Tuesday 5 April 2016

Linux internals for waitqueue/wakeup functions

Wait queues and wakeup in linux kernel  :

I am using the kernel version 3.19 for the depiction of waitqueue functions :

First there is waitqueue head and the waitqueue.

The waitqueue structure is  :
 20 struct __wait_queue {
 21         unsigned int            flags;
 22         void                    *private;
 23         wait_queue_func_t       func;
 24         struct list_head        task_list;
 25 };
 12 typedef struct __wait_queue wait_queue_t;

So basically it has a wait_queue function and a task_list.

Also the wait structure is as follows :

 39 struct __wait_queue_head {
 40         spinlock_t              lock;
 41         struct list_head        task_list;
 42 };
 43 typedef struct __wait_queue_head wait_queue_head_t;

Wait queue head has just the task list embedded in it.

Initially to make a linked list of task we declare and define the wait_queue head.

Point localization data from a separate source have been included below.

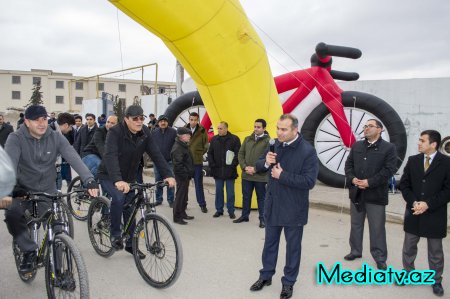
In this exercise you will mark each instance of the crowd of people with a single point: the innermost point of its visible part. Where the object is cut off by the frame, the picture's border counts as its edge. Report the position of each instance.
(281, 171)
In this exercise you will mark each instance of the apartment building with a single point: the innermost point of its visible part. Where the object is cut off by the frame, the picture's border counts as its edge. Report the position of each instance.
(64, 92)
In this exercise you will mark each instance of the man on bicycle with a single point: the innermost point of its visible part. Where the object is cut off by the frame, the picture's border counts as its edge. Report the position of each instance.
(33, 150)
(125, 144)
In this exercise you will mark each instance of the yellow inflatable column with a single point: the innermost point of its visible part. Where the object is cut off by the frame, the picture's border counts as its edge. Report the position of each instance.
(217, 45)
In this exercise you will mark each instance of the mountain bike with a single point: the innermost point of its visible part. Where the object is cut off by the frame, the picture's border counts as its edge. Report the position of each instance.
(330, 119)
(153, 235)
(52, 230)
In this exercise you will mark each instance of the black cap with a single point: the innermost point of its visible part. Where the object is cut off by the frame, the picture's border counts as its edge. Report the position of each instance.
(33, 112)
(183, 130)
(134, 110)
(163, 117)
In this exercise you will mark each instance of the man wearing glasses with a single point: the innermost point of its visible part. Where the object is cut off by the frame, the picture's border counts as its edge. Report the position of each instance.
(125, 144)
(369, 166)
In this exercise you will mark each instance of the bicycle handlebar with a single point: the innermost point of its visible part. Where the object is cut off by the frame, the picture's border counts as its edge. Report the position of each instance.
(323, 50)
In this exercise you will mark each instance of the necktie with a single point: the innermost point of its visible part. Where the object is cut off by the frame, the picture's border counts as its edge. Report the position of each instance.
(427, 162)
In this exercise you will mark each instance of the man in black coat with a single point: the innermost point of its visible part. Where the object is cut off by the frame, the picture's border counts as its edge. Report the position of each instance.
(125, 145)
(85, 134)
(293, 167)
(183, 168)
(223, 160)
(5, 130)
(425, 186)
(369, 166)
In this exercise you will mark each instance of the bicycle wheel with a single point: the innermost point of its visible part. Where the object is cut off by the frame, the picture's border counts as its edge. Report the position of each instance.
(158, 240)
(79, 201)
(320, 130)
(18, 257)
(65, 271)
(99, 226)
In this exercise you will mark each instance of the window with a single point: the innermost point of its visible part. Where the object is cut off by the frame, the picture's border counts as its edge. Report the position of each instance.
(15, 95)
(60, 84)
(16, 79)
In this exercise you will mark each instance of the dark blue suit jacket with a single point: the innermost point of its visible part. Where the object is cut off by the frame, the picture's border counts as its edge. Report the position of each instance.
(287, 198)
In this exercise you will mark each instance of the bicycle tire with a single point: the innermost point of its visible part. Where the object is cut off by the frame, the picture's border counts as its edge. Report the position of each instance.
(158, 254)
(365, 103)
(78, 202)
(18, 256)
(63, 280)
(99, 235)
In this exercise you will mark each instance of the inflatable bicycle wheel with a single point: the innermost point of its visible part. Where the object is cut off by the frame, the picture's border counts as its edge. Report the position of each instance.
(320, 130)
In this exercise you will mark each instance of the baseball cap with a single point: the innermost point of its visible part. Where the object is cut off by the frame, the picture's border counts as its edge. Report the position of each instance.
(33, 112)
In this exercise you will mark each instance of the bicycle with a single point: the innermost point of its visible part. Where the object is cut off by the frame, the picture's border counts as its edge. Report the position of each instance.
(65, 271)
(332, 124)
(153, 235)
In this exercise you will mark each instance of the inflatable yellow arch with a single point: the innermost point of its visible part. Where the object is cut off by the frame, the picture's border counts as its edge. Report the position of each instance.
(217, 45)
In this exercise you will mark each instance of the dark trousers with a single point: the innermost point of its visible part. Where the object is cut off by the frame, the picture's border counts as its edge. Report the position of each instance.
(247, 192)
(435, 254)
(198, 180)
(293, 236)
(17, 224)
(118, 199)
(376, 216)
(181, 198)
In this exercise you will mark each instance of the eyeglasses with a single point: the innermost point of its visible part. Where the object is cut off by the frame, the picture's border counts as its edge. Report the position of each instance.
(370, 126)
(136, 118)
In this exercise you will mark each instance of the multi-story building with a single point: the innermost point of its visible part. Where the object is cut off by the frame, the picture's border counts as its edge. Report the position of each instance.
(64, 92)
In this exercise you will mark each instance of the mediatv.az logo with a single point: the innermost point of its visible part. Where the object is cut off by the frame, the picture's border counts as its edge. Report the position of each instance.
(368, 275)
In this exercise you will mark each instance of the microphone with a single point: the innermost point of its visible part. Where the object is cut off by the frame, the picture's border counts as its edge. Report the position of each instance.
(272, 147)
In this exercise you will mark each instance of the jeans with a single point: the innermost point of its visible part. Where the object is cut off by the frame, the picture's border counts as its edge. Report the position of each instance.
(247, 192)
(230, 195)
(92, 162)
(198, 180)
(118, 199)
(159, 189)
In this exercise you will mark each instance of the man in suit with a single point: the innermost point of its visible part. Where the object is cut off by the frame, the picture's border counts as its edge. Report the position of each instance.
(85, 134)
(370, 164)
(425, 186)
(293, 172)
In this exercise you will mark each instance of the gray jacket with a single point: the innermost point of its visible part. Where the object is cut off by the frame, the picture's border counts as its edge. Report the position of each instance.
(34, 159)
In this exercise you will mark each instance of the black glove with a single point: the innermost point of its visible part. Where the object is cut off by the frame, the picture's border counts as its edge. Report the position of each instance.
(91, 184)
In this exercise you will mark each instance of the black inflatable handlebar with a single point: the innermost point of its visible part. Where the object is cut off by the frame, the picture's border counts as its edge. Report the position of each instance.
(344, 76)
(323, 50)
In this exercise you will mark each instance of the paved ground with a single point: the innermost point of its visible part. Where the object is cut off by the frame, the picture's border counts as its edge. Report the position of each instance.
(222, 259)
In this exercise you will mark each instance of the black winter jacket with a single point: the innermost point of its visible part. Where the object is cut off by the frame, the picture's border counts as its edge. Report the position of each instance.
(123, 153)
(218, 147)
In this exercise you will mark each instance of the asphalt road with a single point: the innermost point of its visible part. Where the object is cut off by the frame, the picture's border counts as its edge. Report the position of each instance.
(222, 259)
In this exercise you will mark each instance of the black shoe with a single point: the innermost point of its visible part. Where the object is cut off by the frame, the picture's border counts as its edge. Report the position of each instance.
(27, 264)
(262, 224)
(260, 283)
(240, 219)
(140, 253)
(116, 243)
(217, 214)
(351, 257)
(286, 292)
(381, 266)
(438, 290)
(180, 221)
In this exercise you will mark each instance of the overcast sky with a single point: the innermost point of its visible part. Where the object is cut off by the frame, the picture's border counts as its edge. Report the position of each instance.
(399, 39)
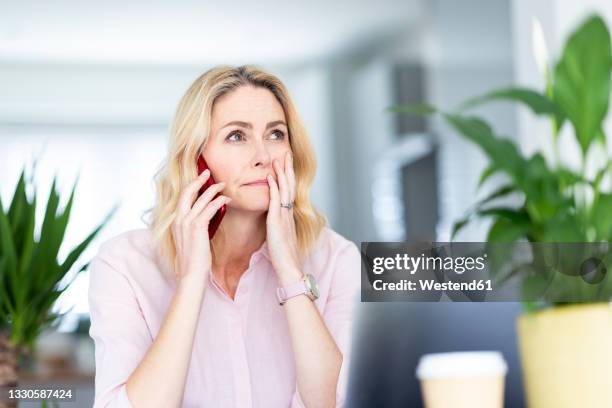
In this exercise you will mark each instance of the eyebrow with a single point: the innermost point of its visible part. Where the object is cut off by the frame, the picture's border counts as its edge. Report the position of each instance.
(249, 126)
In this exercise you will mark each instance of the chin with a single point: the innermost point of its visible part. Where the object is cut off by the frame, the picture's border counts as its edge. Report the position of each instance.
(257, 205)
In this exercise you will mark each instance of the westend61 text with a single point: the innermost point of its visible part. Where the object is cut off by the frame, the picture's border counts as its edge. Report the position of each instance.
(430, 284)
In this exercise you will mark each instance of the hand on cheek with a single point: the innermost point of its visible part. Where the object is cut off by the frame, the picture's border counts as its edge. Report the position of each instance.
(281, 233)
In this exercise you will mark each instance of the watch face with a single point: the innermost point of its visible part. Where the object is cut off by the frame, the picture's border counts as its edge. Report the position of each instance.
(312, 285)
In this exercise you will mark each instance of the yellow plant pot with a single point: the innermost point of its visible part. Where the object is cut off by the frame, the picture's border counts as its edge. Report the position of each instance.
(566, 356)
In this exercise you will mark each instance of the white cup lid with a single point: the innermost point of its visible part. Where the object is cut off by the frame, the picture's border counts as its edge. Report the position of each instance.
(461, 364)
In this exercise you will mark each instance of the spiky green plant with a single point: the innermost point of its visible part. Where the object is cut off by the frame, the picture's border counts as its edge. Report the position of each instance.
(557, 204)
(30, 274)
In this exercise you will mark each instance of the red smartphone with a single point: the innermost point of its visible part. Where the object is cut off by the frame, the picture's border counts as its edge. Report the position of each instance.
(216, 219)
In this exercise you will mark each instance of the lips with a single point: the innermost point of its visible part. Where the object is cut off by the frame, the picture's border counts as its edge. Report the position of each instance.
(257, 182)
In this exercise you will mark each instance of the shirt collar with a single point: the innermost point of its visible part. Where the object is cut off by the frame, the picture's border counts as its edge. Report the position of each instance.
(262, 251)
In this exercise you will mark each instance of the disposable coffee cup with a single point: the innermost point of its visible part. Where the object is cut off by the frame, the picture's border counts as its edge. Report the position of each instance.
(471, 379)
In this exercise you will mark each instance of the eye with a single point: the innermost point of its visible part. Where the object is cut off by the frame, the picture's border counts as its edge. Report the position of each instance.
(280, 135)
(237, 133)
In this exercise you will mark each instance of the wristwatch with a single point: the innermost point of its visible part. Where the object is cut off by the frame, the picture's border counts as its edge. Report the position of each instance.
(305, 286)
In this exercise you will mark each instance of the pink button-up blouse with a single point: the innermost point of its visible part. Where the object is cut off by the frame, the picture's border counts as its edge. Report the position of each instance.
(242, 354)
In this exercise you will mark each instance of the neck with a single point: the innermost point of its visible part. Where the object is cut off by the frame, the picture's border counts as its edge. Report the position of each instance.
(240, 234)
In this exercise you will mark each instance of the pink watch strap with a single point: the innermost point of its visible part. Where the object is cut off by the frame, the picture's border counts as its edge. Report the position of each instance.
(293, 289)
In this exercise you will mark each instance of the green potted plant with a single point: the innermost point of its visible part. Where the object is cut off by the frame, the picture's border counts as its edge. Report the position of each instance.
(30, 274)
(565, 346)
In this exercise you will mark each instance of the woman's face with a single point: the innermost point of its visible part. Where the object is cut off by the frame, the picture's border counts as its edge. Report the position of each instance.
(248, 131)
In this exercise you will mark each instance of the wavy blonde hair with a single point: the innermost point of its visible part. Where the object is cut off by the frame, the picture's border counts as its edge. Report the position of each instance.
(189, 134)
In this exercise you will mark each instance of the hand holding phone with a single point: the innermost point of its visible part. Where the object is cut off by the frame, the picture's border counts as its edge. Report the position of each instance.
(218, 217)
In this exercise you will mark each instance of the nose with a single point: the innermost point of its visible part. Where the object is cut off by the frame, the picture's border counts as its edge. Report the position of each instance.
(262, 157)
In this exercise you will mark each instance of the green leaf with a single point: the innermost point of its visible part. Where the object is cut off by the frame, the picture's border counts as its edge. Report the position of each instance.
(538, 103)
(582, 80)
(501, 152)
(602, 217)
(458, 226)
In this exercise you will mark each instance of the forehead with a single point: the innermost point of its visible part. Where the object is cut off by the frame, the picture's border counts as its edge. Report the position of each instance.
(247, 103)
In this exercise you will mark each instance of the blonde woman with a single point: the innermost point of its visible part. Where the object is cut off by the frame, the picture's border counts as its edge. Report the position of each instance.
(258, 316)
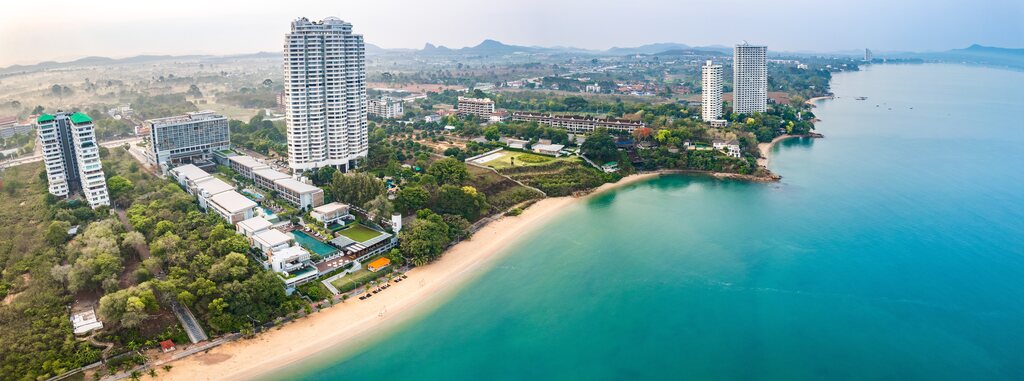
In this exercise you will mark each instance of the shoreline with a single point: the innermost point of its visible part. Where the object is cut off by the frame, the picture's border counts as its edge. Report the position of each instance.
(345, 327)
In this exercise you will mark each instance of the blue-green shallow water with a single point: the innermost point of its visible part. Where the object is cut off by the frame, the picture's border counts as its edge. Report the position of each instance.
(892, 249)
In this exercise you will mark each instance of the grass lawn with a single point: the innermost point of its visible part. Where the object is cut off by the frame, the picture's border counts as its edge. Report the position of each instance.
(354, 280)
(523, 159)
(358, 233)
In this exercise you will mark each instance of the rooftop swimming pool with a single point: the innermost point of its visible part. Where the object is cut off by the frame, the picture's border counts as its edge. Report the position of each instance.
(312, 244)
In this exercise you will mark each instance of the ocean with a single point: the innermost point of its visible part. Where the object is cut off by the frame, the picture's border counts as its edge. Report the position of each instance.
(891, 249)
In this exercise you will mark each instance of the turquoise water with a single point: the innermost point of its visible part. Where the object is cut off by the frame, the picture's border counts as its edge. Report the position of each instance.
(312, 244)
(892, 249)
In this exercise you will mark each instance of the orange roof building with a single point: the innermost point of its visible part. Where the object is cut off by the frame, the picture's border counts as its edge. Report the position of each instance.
(378, 264)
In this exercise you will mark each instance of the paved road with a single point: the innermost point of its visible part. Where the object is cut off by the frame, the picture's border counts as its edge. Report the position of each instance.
(39, 158)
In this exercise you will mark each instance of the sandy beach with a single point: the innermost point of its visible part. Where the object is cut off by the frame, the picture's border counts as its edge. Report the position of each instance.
(765, 149)
(348, 322)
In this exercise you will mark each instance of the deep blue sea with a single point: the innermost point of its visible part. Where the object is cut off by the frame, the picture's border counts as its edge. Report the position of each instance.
(893, 249)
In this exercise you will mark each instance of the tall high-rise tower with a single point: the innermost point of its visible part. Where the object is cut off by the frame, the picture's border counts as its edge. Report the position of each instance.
(750, 79)
(325, 94)
(711, 91)
(72, 157)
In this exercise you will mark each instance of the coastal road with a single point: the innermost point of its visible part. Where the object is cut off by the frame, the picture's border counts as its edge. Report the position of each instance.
(39, 158)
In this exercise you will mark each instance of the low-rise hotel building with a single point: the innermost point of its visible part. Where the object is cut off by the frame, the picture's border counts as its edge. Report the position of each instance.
(579, 124)
(482, 108)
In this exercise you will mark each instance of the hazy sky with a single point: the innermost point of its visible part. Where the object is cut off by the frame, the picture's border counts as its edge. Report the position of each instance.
(42, 30)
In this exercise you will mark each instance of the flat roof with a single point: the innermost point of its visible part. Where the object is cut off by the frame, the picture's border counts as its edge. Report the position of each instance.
(272, 238)
(296, 185)
(246, 161)
(269, 174)
(329, 208)
(232, 201)
(255, 224)
(189, 172)
(213, 185)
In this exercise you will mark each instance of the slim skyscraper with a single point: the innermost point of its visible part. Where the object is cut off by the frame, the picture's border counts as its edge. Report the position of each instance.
(711, 91)
(325, 94)
(750, 79)
(72, 157)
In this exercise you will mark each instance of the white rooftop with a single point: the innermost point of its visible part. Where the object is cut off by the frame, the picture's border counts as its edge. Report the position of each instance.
(232, 201)
(213, 185)
(296, 185)
(271, 238)
(189, 172)
(255, 224)
(330, 208)
(247, 161)
(289, 253)
(270, 174)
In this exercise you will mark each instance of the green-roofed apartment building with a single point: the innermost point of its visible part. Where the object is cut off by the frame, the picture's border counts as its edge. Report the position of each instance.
(72, 157)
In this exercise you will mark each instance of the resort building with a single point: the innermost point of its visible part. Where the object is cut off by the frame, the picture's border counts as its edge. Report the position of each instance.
(232, 206)
(579, 124)
(251, 226)
(187, 175)
(482, 108)
(299, 194)
(711, 91)
(186, 138)
(750, 79)
(730, 147)
(208, 187)
(245, 165)
(265, 177)
(71, 156)
(386, 107)
(330, 213)
(270, 240)
(325, 94)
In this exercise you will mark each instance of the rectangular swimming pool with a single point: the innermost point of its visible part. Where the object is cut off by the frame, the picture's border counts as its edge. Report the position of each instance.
(312, 244)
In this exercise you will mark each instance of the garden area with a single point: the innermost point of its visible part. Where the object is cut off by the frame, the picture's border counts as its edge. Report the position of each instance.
(357, 279)
(509, 159)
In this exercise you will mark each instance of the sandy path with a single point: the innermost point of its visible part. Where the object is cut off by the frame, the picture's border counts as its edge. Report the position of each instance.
(279, 347)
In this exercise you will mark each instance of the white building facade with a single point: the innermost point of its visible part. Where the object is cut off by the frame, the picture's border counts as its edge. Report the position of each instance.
(750, 79)
(711, 91)
(386, 107)
(186, 138)
(71, 156)
(325, 94)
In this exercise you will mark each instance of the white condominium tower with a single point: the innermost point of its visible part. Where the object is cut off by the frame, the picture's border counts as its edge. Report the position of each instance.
(750, 79)
(711, 91)
(72, 157)
(325, 94)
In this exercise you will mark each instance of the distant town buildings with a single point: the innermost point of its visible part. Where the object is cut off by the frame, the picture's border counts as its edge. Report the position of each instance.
(479, 107)
(750, 79)
(386, 107)
(711, 91)
(579, 124)
(71, 156)
(325, 94)
(186, 138)
(9, 127)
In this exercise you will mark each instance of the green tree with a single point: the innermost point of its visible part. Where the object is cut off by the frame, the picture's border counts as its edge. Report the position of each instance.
(449, 171)
(411, 199)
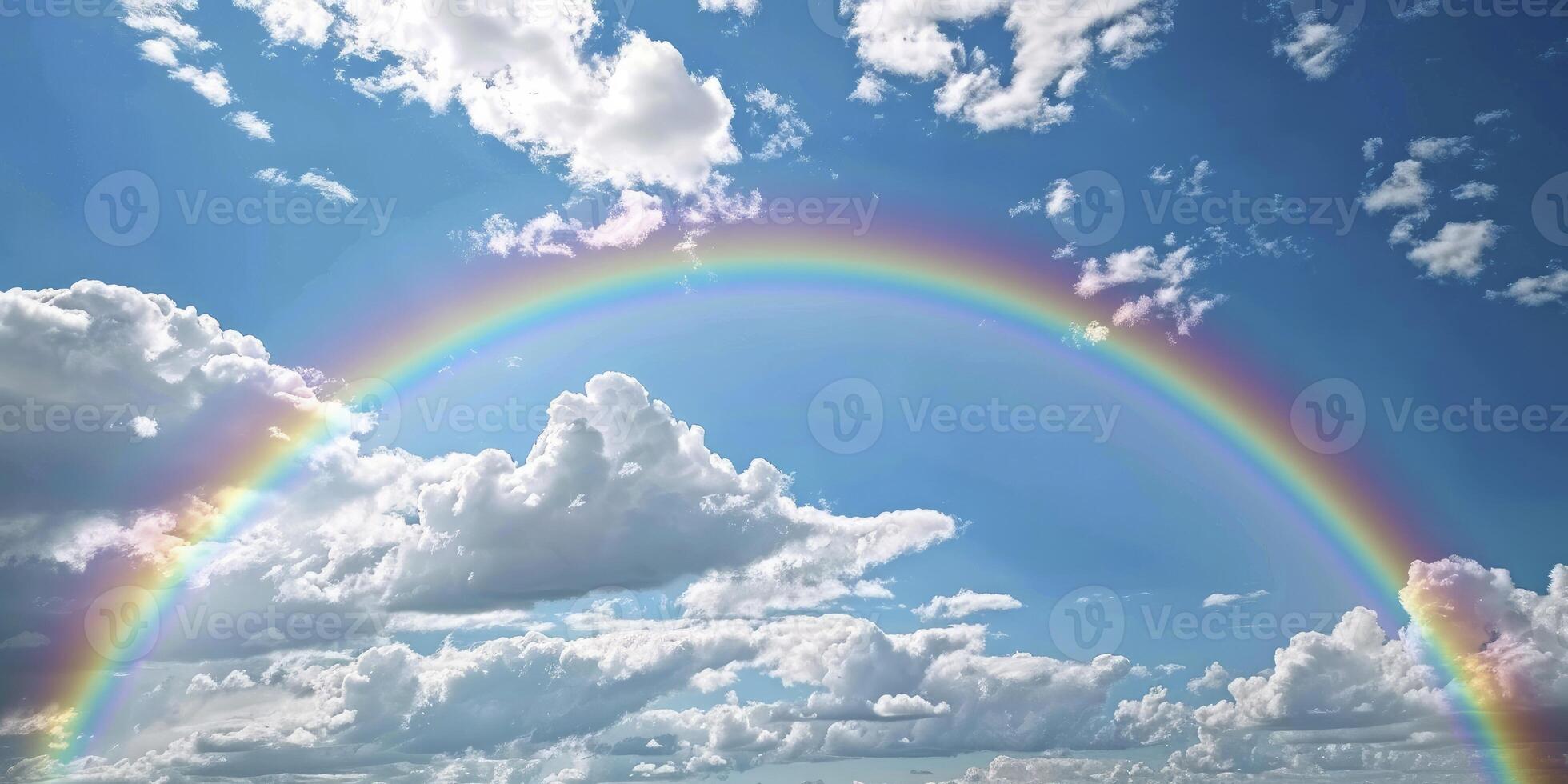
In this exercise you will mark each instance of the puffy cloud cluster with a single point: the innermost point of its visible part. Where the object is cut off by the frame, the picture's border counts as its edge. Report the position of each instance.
(524, 76)
(620, 493)
(1054, 46)
(1458, 246)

 63 #define DECLARE_WAIT_QUEUE_HEAD(name) \
 64         wait_queue_head_t name = __WAIT_QUEUE_HEAD_INITIALIZER(name)

 59 #define __WAIT_QUEUE_HEAD_INITIALIZER(name) {                           \
 60         .lock           = __SPIN_LOCK_UNLOCKED(name.lock),              \
 61         .task_list      = { &(name).task_list, &(name).task_list } }

These steps initializes the spinlock and the task list.

Initializing the wait_queue head is done like :

 72 extern void __init_waitqueue_head(wait_queue_head_t *q, const char *name, struct lock_class_key *);
 73
 74 #define init_waitqueue_head(q)                          \
 75         do {                                            \
 76                 static struct lock_class_key __key;     \
 77                                                         \
 78                 __init_waitqueue_head((q), #q, &__key); \
 79         } while (0)

 kernel/sched/wait.c
 14 void __init_waitqueue_head(wait_queue_head_t *q, const char *name, struct lock_class_key *key)
 15 {
 16         spin_lock_init(&q->lock);
 17         lockdep_set_class_and_name(&q->lock, key, name);
 18         INIT_LIST_HEAD(&q->task_list);
 19 }


Now we need to initialize the wait queue.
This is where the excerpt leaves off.